Samples JK2174, JK2175, JK2179, JK2181, JK2183, TU144, TU148, TU839 and TU840 have been processed on the College of Tübingen, with DNA extraction and pre-amplification steps undertaken in clear room amenities and post-amplification steps carried out in a separate DNA laboratory. Each laboratories fulfil requirements for work with historical DNA54,55. All surfaces of tooth and bone samples have been initially UV irradiated for 30 min, to reduce the potential danger of recent DNA contamination. Subsequently, DNA was extracted by making use of a well-established guanidine silica-based protocol for historical samples52. Illumina sequencing libraries have been ready through the use of 20 µl of DNA extract per library48; afterwards, twin barcodes (indexes) have been chemically added to the prime ends of the libraries56. For the samples from Auneau (TU839 and TU840), 5 sequencing libraries every have been ready; for all different samples processed in Tübingen, three sequencing libraries every have been ready.

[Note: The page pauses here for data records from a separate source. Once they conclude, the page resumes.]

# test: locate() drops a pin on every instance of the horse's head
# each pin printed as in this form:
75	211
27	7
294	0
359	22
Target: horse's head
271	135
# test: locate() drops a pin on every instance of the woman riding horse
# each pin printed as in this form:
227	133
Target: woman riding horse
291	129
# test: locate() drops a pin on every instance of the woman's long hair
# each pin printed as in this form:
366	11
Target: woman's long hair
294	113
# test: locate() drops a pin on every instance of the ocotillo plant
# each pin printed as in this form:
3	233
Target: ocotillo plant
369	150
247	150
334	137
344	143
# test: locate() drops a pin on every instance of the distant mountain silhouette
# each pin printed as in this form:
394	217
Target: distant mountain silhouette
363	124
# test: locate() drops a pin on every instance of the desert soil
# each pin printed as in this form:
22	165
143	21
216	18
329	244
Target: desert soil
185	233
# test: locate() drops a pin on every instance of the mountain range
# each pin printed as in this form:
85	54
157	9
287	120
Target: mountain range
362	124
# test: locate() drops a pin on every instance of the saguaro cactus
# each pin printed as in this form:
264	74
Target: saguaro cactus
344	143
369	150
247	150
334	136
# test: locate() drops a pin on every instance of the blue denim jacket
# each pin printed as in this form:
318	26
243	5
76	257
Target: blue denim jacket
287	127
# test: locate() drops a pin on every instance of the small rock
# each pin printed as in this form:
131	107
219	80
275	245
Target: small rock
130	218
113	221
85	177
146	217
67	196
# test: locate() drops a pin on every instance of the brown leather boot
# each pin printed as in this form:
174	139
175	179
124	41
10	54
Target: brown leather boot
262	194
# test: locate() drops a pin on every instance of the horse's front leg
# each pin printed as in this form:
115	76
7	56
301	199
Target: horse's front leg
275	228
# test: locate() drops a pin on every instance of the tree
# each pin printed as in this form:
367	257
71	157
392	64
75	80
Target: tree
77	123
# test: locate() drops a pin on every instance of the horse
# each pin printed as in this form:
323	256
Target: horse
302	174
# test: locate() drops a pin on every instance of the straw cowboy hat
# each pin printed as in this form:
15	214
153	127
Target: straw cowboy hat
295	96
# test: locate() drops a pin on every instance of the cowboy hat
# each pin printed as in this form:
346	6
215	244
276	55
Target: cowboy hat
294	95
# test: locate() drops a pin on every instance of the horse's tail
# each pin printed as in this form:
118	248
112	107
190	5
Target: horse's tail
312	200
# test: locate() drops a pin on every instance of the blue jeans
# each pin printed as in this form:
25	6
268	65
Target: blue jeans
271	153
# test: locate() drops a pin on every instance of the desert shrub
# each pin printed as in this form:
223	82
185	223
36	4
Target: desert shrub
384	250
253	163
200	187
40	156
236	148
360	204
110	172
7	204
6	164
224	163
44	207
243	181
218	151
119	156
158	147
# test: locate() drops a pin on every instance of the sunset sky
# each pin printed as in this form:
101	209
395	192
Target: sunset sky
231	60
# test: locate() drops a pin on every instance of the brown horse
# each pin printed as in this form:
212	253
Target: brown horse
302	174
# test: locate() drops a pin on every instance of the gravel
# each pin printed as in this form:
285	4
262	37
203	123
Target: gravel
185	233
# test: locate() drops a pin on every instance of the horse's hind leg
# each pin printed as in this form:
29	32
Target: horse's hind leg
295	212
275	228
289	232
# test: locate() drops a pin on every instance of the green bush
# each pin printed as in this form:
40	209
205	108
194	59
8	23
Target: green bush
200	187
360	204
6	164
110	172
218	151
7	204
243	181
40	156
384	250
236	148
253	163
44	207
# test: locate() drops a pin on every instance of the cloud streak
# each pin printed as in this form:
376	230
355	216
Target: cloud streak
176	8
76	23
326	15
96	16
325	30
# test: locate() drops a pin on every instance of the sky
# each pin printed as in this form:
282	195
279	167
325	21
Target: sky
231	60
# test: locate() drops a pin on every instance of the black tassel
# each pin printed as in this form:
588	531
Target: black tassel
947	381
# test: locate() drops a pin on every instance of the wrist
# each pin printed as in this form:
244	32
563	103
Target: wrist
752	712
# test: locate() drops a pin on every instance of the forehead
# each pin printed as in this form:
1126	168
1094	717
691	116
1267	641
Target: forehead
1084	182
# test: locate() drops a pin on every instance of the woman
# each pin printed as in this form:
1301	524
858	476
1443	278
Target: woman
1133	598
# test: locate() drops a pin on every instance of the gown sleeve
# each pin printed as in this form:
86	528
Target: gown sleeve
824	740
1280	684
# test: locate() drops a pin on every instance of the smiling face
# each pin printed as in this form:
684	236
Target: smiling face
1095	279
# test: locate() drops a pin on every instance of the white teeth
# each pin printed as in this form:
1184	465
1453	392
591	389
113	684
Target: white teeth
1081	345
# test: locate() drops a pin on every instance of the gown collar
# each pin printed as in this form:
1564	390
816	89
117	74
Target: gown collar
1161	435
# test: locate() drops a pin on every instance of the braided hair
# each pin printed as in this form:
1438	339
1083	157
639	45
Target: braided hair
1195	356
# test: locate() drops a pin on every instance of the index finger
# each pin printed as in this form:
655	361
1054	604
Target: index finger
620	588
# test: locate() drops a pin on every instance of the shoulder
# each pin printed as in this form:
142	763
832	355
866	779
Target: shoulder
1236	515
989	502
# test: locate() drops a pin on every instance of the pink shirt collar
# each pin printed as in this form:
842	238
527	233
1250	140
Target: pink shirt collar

To detect potential contamination of the chemical compounds, adverse controls have been performed for extraction and library preparation. After preparation of the sequencing libraries, DNA focus was measured with qPCR (Roche LightCycler) utilizing corresponding primers48. The DNA focus was given by the copy variety of the DNA fragments in 1 µl of the pattern.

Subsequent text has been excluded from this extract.